Equally predictable is the call-and-response pattern: a print journalist, observing the shrinking space devoted to books and book reviews in traditional print media, will write a piece bemoaning the loss of editorial standards and authoritative commentary in the online miasma of book chat; and litbloggers, feeling slighted, will respond by charging said print journalist with elitism and obsolescence. (It took less than twenty-four hours for one blogger to trot out the “elitist” accusation against Birkerts, while failing to mention that Birkerts applies the term to himself in his Globe piece, which kind of denudes the sting, if you ask me.)
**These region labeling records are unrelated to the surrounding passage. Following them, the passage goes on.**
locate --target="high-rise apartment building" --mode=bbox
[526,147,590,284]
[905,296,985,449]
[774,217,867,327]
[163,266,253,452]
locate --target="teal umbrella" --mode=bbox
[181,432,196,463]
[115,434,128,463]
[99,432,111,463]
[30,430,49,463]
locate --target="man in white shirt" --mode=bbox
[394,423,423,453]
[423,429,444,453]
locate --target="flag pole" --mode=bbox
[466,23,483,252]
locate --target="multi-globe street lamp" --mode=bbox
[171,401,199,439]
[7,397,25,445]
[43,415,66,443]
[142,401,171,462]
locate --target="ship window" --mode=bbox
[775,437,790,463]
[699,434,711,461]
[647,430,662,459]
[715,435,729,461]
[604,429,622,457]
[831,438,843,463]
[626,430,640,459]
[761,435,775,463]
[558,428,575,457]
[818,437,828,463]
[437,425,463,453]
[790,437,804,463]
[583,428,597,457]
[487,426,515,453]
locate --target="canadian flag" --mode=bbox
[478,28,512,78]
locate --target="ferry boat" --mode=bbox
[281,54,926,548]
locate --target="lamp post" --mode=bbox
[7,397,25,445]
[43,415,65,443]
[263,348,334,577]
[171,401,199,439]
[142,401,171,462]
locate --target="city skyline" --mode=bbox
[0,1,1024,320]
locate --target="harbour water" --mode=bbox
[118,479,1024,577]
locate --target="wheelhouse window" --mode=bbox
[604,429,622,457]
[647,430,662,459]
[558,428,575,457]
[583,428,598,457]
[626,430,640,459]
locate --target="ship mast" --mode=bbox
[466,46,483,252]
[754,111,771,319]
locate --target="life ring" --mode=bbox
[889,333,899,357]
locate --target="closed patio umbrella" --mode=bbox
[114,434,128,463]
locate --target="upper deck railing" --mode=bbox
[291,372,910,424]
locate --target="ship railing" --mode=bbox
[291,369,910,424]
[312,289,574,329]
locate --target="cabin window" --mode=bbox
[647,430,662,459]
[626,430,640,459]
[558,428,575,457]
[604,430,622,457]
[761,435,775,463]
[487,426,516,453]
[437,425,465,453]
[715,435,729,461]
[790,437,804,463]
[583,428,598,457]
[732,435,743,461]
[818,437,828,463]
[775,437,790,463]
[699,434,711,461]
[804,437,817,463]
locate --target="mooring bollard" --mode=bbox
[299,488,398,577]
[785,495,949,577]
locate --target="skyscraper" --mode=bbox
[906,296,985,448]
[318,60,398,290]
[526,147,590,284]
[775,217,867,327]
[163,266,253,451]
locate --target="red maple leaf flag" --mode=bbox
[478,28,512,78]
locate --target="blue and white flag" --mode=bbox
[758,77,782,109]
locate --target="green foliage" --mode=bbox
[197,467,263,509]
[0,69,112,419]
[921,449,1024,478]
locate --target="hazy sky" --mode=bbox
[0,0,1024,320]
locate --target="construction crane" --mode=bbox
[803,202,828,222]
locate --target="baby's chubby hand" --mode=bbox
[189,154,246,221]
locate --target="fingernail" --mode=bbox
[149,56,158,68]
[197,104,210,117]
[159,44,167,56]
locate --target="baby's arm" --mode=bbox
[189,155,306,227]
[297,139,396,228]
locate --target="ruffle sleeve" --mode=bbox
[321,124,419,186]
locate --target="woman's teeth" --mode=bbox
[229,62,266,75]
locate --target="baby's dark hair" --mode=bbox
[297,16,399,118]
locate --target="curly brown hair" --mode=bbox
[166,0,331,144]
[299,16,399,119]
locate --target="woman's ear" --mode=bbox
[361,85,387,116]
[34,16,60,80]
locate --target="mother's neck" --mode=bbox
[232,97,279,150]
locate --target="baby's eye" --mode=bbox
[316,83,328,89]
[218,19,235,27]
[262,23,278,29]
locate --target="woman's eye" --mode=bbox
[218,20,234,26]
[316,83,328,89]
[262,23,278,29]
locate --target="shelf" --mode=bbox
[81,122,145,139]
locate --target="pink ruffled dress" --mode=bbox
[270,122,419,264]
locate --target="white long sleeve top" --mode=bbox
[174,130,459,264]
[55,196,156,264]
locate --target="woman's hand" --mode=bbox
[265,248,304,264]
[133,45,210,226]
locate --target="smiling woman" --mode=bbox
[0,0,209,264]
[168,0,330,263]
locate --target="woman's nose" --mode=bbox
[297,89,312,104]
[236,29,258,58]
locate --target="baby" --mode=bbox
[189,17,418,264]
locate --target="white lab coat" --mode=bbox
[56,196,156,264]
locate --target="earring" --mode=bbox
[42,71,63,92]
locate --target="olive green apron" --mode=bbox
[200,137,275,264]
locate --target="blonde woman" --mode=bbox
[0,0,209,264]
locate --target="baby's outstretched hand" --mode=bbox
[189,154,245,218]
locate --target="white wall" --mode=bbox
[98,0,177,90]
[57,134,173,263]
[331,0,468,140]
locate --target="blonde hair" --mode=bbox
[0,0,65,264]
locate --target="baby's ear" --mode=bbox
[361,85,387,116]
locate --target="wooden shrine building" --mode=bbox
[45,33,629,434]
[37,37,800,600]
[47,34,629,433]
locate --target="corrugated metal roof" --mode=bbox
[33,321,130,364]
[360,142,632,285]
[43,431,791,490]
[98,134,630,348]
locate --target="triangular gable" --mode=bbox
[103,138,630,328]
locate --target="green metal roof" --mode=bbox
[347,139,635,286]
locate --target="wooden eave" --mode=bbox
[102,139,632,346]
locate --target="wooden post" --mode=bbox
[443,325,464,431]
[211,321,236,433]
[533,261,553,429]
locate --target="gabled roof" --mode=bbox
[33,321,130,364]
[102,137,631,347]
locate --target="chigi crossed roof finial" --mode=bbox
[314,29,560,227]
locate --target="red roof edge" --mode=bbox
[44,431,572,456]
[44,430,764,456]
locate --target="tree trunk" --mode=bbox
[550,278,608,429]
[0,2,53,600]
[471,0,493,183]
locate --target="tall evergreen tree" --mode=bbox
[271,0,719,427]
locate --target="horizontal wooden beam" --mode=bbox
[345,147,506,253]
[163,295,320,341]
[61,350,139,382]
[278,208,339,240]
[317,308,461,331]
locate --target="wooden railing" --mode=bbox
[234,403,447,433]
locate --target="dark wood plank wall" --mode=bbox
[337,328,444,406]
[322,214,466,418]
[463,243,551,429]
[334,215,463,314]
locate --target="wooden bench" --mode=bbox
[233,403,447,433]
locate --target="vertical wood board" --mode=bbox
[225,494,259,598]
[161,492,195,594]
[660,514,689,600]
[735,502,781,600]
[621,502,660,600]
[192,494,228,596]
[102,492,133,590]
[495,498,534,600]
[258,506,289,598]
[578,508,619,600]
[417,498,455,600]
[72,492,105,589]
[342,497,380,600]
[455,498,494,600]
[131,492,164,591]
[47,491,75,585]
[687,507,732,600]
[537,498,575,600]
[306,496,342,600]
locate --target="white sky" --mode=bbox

While it would be foolish and hypocritical of me to denounce the evident virtues of the blogosphere out of hand, I must confess a sympathy for Birkerts’ advocacy of some kind of editorial standards in book reviewing (or any other kind of criticism, for that matter). And I’m not so sure that the “anarchy” Ed points to in the litblogosphere is all that “comforting”: a medium that accords equal weight to thoughtful, knowledgeable, well-written criticism and semiliterate doggerel seems deficient in at least one respect.
Having said that, I do wonder why print journalists and litbloggers constantly have to react to each other like opposite poles of a magnet. Would it not be more advantageous to dispense with the knee-jerk adversarial reactions on both sides and try to find some common ground, some way of living, and working, together? The garden of literature is surely vibrant enough to allow for numerous gardeners tilling and planting and fertilizing it. In this respect, Ed’s comment about online book critics crossing over to print reviews is well taken, and is a reminder that at our core, we’re really not all that different.
I would write more on this subject, but I’ve got a deadline. As it happens, I’ve been contracted to write a print review for a Canadian newspaper. Funny that.